It might seem premature to talk about swimming in December, but winter breaks and summer are right around the corner. With the lake and a pool in every neighborhood, it’s important for every child to learn swimming and water safety. Swim lessons teach essential safety skills. Swimming is an activity for vacations and for exercise over your child’s lifetime. At the risk of sounding like Rob Gordon from High Fidelity, I’ll give you my:
Top 5 Reasons to Give Your Child Swim Lessons in 2015
#5: Swimming is a gift that lasts a lifetime
Swimming is not an activity that you learn and then never do again. Learning to be relaxed in the water and some rudimentary swimming strokes will prepare your child to swim on vacations, at camp, at pool parties, on a school or club team, for cross-training, or in a triathlon, and many other activities. A few lessons now open many doors later.
#4: It’s a bonding opportunity for you and your child
There are few activities where you can be face-to-face and skin-to-skin with an infant or toddler. The smiles that come from the songs, games, toys, and mini-successes in the water are priceless. For working parents, parent-child classes are great ways to reconnect with your child on weekends or after work.
#3: Swimming is liberating for a young child
Swimming is one of the few ways for infants and toddlers to be fully mobile. It’s not unusual for swim coaches to see a child swim before he can walk. By using their legs, they can get from coach to parent on their own. For those who have older children still trying to get command of their bodies, the water’s buoyancy is more forgiving than gravity and can build self-esteem that is harder to come by in land sports.

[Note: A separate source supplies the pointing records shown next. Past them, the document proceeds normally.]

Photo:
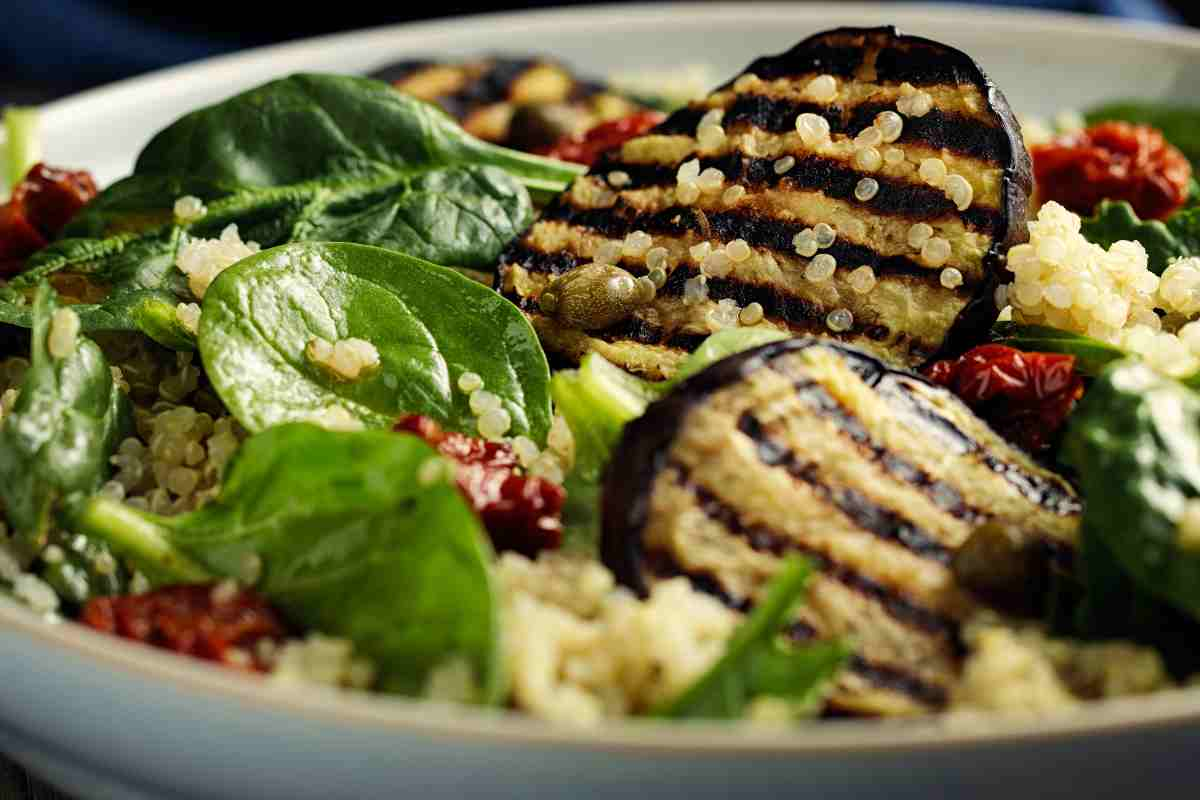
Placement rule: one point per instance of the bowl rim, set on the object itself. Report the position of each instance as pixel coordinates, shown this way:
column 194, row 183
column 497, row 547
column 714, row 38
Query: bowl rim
column 383, row 714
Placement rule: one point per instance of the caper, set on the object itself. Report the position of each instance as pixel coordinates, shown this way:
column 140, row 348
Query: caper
column 1005, row 566
column 597, row 295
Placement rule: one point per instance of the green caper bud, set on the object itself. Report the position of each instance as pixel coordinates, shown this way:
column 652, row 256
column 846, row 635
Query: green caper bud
column 597, row 295
column 1005, row 566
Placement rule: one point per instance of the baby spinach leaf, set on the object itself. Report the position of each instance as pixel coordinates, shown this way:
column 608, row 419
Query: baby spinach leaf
column 721, row 346
column 429, row 324
column 1092, row 356
column 1164, row 242
column 1134, row 440
column 58, row 438
column 307, row 126
column 599, row 398
column 759, row 663
column 1180, row 124
column 353, row 542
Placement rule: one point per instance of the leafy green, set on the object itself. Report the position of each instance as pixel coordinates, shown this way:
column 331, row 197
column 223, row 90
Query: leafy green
column 757, row 661
column 599, row 398
column 58, row 438
column 721, row 346
column 77, row 576
column 429, row 324
column 353, row 542
column 1134, row 440
column 1092, row 356
column 597, row 401
column 1180, row 124
column 22, row 148
column 311, row 157
column 1177, row 238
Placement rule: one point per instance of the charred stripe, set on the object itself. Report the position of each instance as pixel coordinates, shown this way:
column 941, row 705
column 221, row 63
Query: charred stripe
column 765, row 539
column 756, row 229
column 936, row 130
column 895, row 198
column 1036, row 488
column 941, row 494
column 862, row 511
column 664, row 565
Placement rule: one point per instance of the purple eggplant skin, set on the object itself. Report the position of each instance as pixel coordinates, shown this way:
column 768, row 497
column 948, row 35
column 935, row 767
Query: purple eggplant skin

#2: It’s best to learn to swim early
To a person, every adult I teach to swim says, “I wish I would have learned to swim as a kid.” When it comes time to learn competitive strokes, those who are relaxed in the water always pick up things faster. As you get older fear and the analytical mind must be silenced to learn. It’s never too late to learn to swim, but it’s easier to pick up when time is not a factor and fun is the goal.
#1: Children need to learn water safety
I try not to be alarmist about water safety, but it’s a fact that anyone can drown in a bathtub filled with an inch of water. It’s important for children to learn to wait for a parent or coach’s cue, to understand the dangers of water, to learn how to call for help, to learn when to wear a lifejacket, and other safety skills. Accidents can happen, and the ounce of prevention rule truly applies here.
Get started early in the year with swim lessons, so your child is ready to swim when school gets out. I hope to see you all at the pool!